The previous examples showed comparison between two different LLVM
implementations, and cross-language comparisons between Cryptol, Java,
and LLVM. The script in `ffs_java.saw`

compares two different Java
implementations, instead.

```
print "Extracting reference term";
j <- java_load_class "FFS";
ffs_ref <- jvm_extract j "ffs_ref";
print "Extracting implementation term";
ffs_imp <- jvm_extract j "ffs_imp";
print "Proving equivalence";
let thm1 = {{ \x -> ffs_ref x == ffs_imp x }};
prove_print abc thm1;
print "Done.";
```

As with previous Java examples, this one needs to be run with the `-b`

flag to tell the interpreter where to find Java:

`> saw -b <path to directory where Java lives> ffs_java.saw`

Most of the previous examples have used the `abc`

tactic to discharge
theorems.
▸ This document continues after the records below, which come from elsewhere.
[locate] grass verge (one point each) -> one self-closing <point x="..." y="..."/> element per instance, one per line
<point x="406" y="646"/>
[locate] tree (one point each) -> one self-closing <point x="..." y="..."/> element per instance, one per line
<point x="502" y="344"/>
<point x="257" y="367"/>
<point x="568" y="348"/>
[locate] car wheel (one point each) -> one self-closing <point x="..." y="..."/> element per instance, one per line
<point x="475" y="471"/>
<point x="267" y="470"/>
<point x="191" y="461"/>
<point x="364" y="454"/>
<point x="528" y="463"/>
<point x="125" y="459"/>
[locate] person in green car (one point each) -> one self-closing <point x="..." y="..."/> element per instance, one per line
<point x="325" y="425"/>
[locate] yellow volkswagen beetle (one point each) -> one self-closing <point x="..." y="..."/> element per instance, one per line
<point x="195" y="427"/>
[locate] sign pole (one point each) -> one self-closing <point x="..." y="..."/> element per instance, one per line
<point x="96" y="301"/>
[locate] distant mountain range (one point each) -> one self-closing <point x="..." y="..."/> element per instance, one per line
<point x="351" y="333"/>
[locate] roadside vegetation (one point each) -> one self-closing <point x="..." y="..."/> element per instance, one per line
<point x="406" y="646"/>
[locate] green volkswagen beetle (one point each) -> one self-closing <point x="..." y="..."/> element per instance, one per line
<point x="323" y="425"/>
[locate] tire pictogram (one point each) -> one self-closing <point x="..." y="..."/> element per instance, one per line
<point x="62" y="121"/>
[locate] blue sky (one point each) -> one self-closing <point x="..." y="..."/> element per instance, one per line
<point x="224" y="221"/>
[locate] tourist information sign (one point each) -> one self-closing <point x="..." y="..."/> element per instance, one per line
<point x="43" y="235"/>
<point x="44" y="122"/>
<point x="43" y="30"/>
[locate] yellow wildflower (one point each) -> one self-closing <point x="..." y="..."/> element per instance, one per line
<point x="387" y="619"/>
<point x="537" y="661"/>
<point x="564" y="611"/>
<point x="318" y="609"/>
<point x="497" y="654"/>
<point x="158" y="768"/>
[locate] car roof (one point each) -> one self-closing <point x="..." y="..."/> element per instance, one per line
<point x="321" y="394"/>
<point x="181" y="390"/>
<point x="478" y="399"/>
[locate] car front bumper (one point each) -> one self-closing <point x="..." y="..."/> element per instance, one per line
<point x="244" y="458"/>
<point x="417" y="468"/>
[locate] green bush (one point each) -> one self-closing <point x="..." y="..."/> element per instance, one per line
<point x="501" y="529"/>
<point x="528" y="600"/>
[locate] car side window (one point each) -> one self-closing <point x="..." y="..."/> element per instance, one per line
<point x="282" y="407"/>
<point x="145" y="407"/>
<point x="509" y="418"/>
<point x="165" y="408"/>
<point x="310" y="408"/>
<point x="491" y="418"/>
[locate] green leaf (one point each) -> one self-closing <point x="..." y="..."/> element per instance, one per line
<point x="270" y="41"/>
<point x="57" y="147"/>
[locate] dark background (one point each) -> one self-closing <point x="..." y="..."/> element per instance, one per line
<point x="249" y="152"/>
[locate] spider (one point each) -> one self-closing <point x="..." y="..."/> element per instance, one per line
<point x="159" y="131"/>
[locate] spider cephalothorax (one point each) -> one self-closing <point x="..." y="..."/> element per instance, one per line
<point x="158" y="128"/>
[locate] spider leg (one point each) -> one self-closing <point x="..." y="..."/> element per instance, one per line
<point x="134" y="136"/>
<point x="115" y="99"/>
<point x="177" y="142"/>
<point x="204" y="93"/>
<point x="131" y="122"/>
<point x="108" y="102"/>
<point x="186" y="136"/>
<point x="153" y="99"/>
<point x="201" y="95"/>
This tactic works by translating the given term to
And-Inverter Graph (AIG) format, transforming the graph in various
ways, and then using a SAT solver to complete the proof.

Alternatively, the `write_aig`

command can be used to write an AIG
directly to a file, in AIGER format, for
later processing by external tools, as shown in
`code/ffs_gen_aig.saw`

.

```
cls <- java_load_class "FFS";
bc <- llvm_load_module "ffs.bc";
java_ffs_ref <- jvm_extract cls "ffs_ref";
java_ffs_imp <- jvm_extract cls "ffs_imp";
c_ffs_ref <- llvm_extract bc "ffs_ref";
c_ffs_imp <- llvm_extract bc "ffs_imp";
write_aig "java_ffs_ref.aig" java_ffs_ref;
write_aig "java_ffs_imp.aig" java_ffs_imp;
write_aig "c_ffs_ref.aig" c_ffs_ref;
write_aig "c_ffs_imp.aig" c_ffs_imp;
print "Done.";
```

Conversely, the `read_aig`

command can construct an internal term from
an existing AIG file, as shown in `ffs_compare_aig.saw`

.

```
java_ffs_ref <- read_aig "java_ffs_ref.aig";
java_ffs_imp <- read_aig "java_ffs_imp.aig";
c_ffs_ref <- read_aig "c_ffs_ref.aig";
c_ffs_imp <- read_aig "c_ffs_imp.aig";
let thm1 = {{ \x -> java_ffs_ref x == java_ffs_imp x }};
prove_print abc thm1;
let thm2 = {{ \x -> c_ffs_ref x == c_ffs_imp x }};
prove_print abc thm2;
print "Done.";
```

We can use external AIGs to verify the equivalence as follows, generating the AIGs with the first script and comparing them with the second:

```
> saw -b <path to directory where Java lives> ffs_gen_aig.saw
> saw ffs_compare_aig.saw
```

Files in AIGER format can be produced and processed by several external tools, including ABC, Cryptol version 1, and various hardware synthesis and verification systems.